La proprieta’, nel monastero e’ un vizio

Uno dei capitoli piu` duri della Regola, una pagina energica, radicale, in cui San Benedetto porta a conseguenze estreme l’insegnamento di Cassiano: il monaco non deve possedere nulla di proprio, ed e` in totale dipendenza dalla volonta` dell’abate. … Gia` la tradizione monastica anteriore riconosceva concordemente la poverta` come elemento essenziale dello stato monastico; e la condanna della proprieta` privata e` uno dei temi piu` comuni nelle Regole monastiche e nei trattati di spiritualita`: cosi` Pcomio, Basilio, Agostino, Cassiano. Pero` le espressioni cosi` forti di San Benedetto hanno un parallelo solo in alcune frasi virulente di S.Girolamo.

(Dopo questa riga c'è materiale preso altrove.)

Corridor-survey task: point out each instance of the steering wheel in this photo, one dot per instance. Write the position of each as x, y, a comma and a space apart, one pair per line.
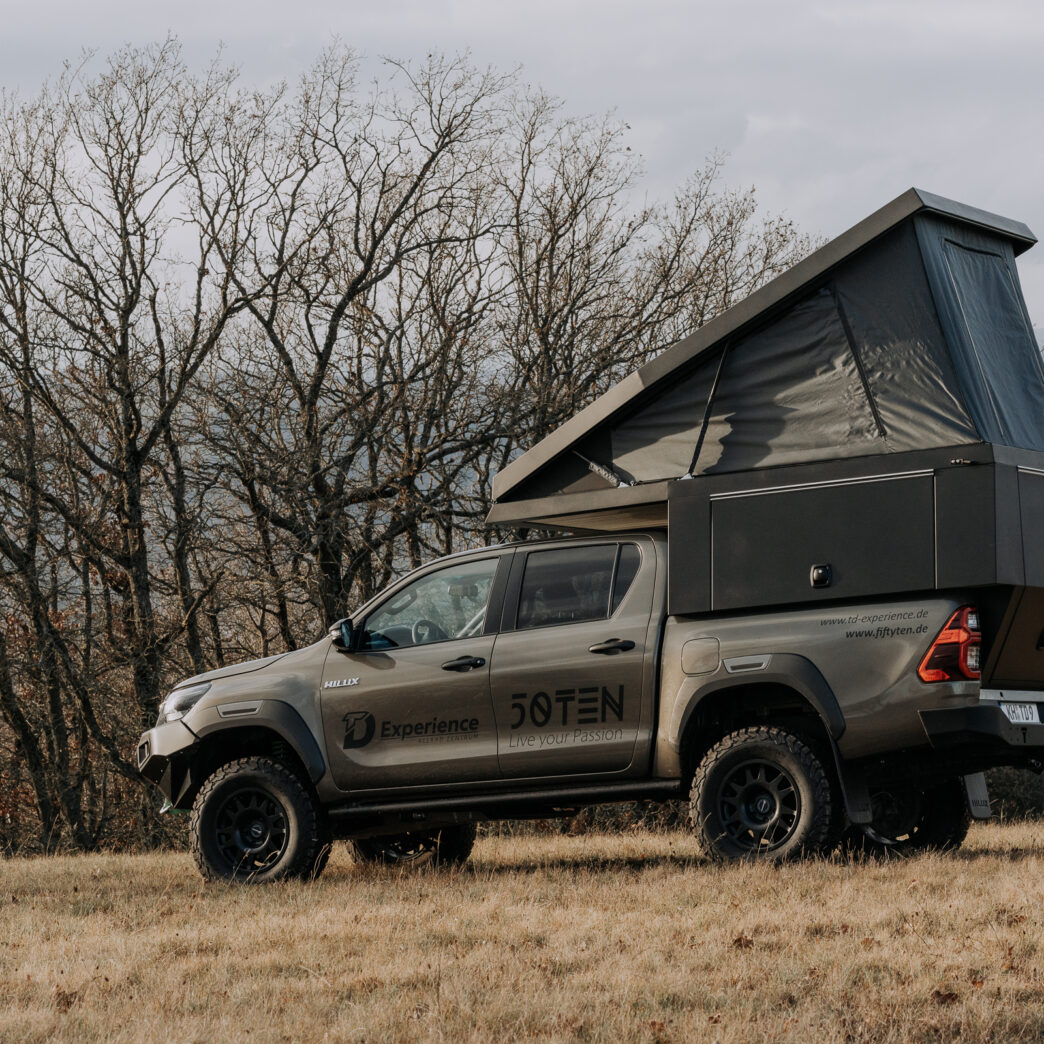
427, 631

Commentando questo capitolo della Regola, non e` male interrogarci, noi monaci del XX secolo, sullo spirito di distacco e di poverta`. Ricordiamoci che la vocazione di Antonio il Grande comincio` con la pratica letterale delle parole di Gesu`: “Va, vendi quello che hai…” (Mt.19m21); ricordiamoci che una delle note qualificanti del monachesimo era lo spogliamento totale, per vivere nella semplicita` e nel distacco piu` assoluto; pensiamo che ancora oggi per il monachesimo hindu e buddhista farsi monaci significa spogliarsi veramente di tutto, non avere assolutamente nulla.

  1. Nel monastero questo vizio dev’essere assolutamente stroncato fin dalle radici,
  2. sicché nessuna si azzardi a dare o ricevere qualche cosa senza il permesso dell’abate,
  3. né pensi di avere nulla di proprio, assolutamente nulla, né un libro, né un quaderno o un foglio di carta e neppure una matita,
  4. dal momento che ai monaci non è più concesso di disporre liberamente neanche del proprio corpo e della propria volontà,
  5. ma bisogna sperare tutto il necessario dal padre del monastero e non si può tenere presso di sé alcuna cosa che l’abate che l’abate non abbia dato o permesso.
  6. “Tutto sia comune a tutti”, come dice la Scrittura, e “nessuno dica o consideri propria qualsiasi cosa”.
  7. Se poi si scoprisse qualcuno che si compiace in questo pessimo vizio, bisognerà rimproverarlo una prima e una seconda volta
  8. e, nel caso che non si corregga, infliggergli il dovuto castigo.